In “Memories of Murder” (2003), which follows an investigation into a small-town serial killer, we see the three detectives on the case struggle until they nearly commit a murder, themselves. The moment provokes horror but it conjures something like heartbreak, too; each failure in the investigation has made them less and less certain of what had once been incontrovertible, and they’ve reached a breaking point. When faced with the evidence that that killer isn’t who he thought it was, Tae-yoon (Kim Sang-kyung), whose mantra had been “the documents don’t lie,” casts the damning papers into the mud.
“Mother” (2009) drives the point home even further, as it starts with duress rather than building up to it. When Do-joon (Won Bin) is arrested for murder, his mother (Kim Hye-ja) begins a mission to prove him innocent. There’s no real antagonist in the movie—there’s no creature, there’s no serial killer, there’s no evil corporation. The monster, looming even larger than the possibility of miscarriage of justice or the suspicion of guilt, is the mother herself. We want her to succeed in clearing her son’s name, but the cost at which it seems to be coming is almost impossible to reckon with. What makes the film wrenching isn’t her descent—we already know that a mother’s love is inexorable—but her own cognizance of it. “Memories of Murder”’s mirror is the killer; “Okja”’s mirror is the super-pig; “Mother”’s mirror is the title character.
This fascination with monsters informs the entire body of Bong Joon-ho’s work. His trademark drastic tonal shifts (“Memories of Murder” has its share of slapstick comedy before descending into utter darkness; “The Host”’s monster madness gives way to a study of grief; “Okja” begins in the idyllic mode of girl-and-her-pig prior to shuttling its audience to the slaughterhouse) shouldn’t work, let alone as well as they do, but they mesh perfectly with the way that Bong refuses to define his characters in black and white. Sadness isn’t always extricable from joy; good often comes with bad. Similarly, this complexity can also be found in the constant presence of more political themes in his work, with government ineptitude factoring heavily into “The Host” and “Memories of Murder” (specifically with regards to South Korean and American relations in the former, and the fight for democracy in the latter), and a broader commentary on consumerism playing into “Okja.”

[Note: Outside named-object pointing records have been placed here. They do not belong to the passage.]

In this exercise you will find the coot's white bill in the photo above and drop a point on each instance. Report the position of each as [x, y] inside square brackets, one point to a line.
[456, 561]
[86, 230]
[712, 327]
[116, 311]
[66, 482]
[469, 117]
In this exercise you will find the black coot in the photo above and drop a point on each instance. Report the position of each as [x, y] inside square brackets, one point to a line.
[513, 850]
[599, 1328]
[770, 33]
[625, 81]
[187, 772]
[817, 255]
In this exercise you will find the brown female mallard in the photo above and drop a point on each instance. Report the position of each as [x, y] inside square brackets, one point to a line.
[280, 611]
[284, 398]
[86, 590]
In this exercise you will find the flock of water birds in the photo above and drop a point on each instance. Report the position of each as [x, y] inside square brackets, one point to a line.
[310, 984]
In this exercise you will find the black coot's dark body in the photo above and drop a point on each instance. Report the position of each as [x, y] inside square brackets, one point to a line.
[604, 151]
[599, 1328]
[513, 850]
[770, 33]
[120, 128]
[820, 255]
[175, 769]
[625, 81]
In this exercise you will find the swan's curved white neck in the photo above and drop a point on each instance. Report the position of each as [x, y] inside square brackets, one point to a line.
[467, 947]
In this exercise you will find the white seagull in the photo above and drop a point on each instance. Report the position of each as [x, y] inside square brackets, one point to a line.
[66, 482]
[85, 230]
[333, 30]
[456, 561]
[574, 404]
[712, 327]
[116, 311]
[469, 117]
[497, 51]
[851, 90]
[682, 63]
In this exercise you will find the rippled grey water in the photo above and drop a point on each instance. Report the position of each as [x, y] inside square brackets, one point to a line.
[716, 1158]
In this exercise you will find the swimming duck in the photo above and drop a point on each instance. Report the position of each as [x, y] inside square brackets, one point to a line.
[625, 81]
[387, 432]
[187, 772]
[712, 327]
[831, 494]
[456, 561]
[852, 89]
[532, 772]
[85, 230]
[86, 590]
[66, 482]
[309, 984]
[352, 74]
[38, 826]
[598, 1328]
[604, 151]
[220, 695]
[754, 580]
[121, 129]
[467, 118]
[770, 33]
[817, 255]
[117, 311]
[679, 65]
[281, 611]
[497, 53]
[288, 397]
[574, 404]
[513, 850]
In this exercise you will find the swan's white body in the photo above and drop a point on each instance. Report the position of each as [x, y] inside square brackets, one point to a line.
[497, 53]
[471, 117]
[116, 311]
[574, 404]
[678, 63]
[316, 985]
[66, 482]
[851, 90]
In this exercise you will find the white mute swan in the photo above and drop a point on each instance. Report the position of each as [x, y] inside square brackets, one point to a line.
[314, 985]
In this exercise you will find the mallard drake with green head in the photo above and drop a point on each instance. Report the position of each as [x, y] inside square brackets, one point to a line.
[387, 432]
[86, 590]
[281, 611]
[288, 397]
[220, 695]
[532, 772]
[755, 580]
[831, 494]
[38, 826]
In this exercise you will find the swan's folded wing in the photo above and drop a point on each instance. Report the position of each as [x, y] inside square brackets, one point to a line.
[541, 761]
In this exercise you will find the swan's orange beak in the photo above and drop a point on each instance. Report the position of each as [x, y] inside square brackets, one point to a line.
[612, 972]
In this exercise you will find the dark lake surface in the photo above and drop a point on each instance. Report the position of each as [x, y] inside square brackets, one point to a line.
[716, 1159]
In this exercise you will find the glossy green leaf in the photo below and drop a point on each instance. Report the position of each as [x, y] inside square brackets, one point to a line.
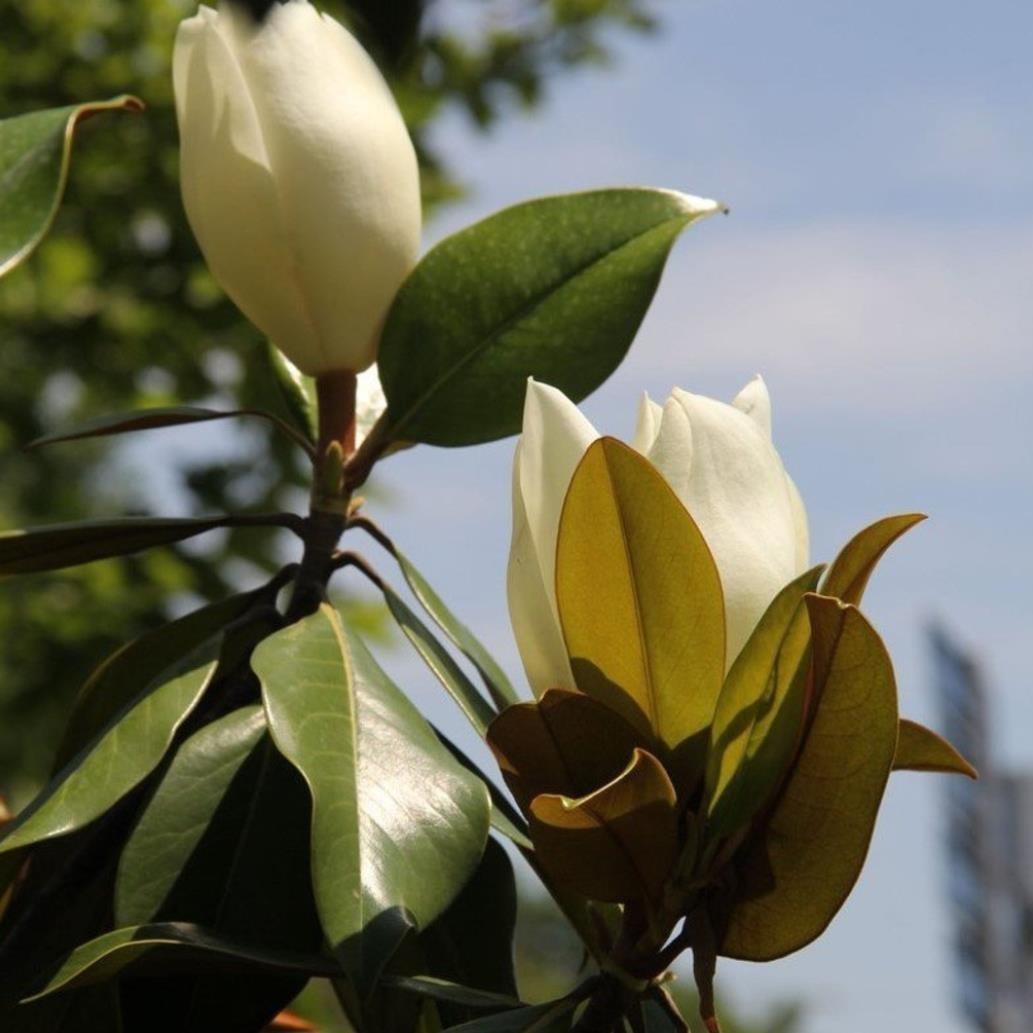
[618, 843]
[181, 944]
[119, 761]
[565, 743]
[548, 1018]
[62, 545]
[640, 601]
[181, 812]
[554, 288]
[760, 711]
[398, 824]
[919, 749]
[848, 575]
[149, 419]
[128, 672]
[35, 150]
[474, 707]
[494, 677]
[795, 874]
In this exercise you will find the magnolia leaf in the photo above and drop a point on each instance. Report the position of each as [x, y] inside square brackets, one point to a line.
[565, 743]
[553, 288]
[98, 778]
[493, 676]
[640, 602]
[128, 672]
[919, 749]
[148, 419]
[398, 825]
[847, 577]
[794, 874]
[760, 711]
[616, 844]
[181, 812]
[186, 946]
[474, 707]
[35, 150]
[62, 545]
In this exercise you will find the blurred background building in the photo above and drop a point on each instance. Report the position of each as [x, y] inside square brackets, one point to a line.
[990, 855]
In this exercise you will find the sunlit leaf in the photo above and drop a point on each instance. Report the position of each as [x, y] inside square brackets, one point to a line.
[616, 844]
[760, 711]
[640, 601]
[797, 871]
[98, 778]
[554, 288]
[35, 151]
[398, 824]
[919, 749]
[848, 574]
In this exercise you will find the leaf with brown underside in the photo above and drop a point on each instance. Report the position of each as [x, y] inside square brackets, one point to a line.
[640, 601]
[616, 844]
[849, 572]
[564, 743]
[920, 749]
[795, 872]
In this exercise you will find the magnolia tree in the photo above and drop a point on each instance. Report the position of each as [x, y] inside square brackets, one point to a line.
[244, 801]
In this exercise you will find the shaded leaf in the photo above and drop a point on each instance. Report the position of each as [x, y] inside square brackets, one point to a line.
[565, 743]
[174, 944]
[797, 871]
[554, 288]
[398, 824]
[62, 545]
[616, 844]
[35, 150]
[494, 677]
[102, 775]
[919, 749]
[640, 601]
[760, 711]
[848, 574]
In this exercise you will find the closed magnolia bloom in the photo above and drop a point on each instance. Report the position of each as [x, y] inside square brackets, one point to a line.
[720, 462]
[299, 178]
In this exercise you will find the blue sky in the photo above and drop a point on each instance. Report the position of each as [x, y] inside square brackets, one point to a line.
[878, 159]
[876, 269]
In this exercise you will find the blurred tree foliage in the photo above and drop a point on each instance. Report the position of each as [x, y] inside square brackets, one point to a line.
[118, 311]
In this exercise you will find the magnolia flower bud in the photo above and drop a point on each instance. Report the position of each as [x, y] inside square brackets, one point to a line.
[299, 178]
[719, 460]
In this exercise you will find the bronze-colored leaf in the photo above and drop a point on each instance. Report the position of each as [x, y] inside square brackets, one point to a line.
[565, 743]
[849, 572]
[617, 844]
[640, 601]
[919, 749]
[796, 871]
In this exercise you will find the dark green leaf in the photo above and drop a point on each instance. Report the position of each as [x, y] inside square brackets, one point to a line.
[119, 761]
[494, 677]
[186, 946]
[554, 288]
[34, 155]
[398, 824]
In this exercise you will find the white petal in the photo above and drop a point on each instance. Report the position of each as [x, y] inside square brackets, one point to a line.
[737, 493]
[531, 608]
[555, 438]
[756, 403]
[647, 425]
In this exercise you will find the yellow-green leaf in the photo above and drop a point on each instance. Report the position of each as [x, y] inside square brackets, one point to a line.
[919, 749]
[794, 874]
[565, 743]
[849, 572]
[760, 711]
[640, 601]
[616, 844]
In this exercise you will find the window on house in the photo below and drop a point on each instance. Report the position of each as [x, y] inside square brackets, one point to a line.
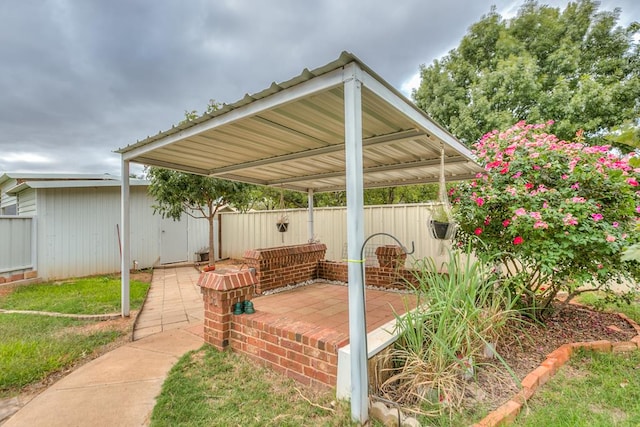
[10, 210]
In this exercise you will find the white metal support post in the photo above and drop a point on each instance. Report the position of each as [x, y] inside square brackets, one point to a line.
[310, 228]
[125, 238]
[34, 243]
[355, 240]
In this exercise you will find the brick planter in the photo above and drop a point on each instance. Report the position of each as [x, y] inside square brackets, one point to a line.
[381, 277]
[305, 352]
[285, 265]
[221, 289]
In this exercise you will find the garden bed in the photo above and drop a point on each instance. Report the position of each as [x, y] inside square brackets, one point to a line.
[525, 350]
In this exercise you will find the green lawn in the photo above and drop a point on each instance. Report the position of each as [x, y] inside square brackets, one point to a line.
[212, 388]
[32, 347]
[594, 389]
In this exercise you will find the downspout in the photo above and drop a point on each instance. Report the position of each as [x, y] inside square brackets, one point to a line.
[355, 240]
[310, 230]
[125, 218]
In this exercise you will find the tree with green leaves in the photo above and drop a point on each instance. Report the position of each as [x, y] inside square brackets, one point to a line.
[555, 215]
[177, 193]
[577, 67]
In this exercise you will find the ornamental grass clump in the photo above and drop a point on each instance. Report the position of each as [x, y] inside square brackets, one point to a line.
[460, 310]
[556, 215]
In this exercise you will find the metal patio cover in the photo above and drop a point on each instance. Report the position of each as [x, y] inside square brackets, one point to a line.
[337, 127]
[292, 136]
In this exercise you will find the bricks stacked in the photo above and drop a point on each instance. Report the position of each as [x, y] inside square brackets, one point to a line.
[303, 351]
[285, 265]
[221, 289]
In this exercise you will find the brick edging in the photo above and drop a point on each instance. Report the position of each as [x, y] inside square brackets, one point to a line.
[507, 412]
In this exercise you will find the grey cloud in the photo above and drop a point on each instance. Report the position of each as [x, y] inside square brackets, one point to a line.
[80, 78]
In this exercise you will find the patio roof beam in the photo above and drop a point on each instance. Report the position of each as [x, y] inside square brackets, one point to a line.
[418, 117]
[335, 148]
[317, 84]
[170, 165]
[395, 183]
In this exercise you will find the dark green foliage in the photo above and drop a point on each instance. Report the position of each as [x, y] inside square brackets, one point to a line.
[576, 67]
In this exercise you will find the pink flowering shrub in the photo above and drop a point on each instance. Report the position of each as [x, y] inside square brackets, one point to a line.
[554, 214]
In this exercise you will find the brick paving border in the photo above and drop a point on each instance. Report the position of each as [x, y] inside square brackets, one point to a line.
[507, 412]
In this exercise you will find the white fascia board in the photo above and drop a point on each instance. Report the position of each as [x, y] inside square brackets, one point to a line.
[71, 184]
[308, 88]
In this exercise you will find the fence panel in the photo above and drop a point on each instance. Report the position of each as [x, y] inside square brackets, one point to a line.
[15, 243]
[408, 223]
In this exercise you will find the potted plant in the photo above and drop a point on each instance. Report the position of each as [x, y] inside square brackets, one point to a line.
[440, 224]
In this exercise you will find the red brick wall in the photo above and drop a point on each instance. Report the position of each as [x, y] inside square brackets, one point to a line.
[305, 352]
[285, 265]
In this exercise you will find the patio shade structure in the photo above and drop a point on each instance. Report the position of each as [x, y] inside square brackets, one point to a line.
[337, 127]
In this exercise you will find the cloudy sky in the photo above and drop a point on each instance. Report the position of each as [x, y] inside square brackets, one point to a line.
[81, 78]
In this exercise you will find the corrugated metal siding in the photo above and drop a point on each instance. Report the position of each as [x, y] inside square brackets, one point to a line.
[5, 199]
[78, 231]
[258, 230]
[27, 202]
[15, 243]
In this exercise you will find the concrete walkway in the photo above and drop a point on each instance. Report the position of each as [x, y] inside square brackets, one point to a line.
[120, 387]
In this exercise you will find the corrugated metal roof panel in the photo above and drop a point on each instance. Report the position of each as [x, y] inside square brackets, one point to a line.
[291, 135]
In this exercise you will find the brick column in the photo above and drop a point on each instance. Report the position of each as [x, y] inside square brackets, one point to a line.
[221, 289]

To wit, the endings of his movies are rarely tidy. The serial killer in “Memories of Murder” remains at large; “Okja” is rescued from the Mirando Corporation, but that’s just one pig among countless others that will still be turned into sausages, not to mention the fact that Mija still eats meat. They reflect the messy reality that they’re meant to portray, and to do anything else would be a betrayal. The key is that monstrousness isn’t a curse so much as it is a sign of being human. It never comes from a place of malice, and triumph—in whatever capacity it is within reach—demands the exercise of empathy and kindness. Bong Joon-ho loves monsters. His films ask that we love them too.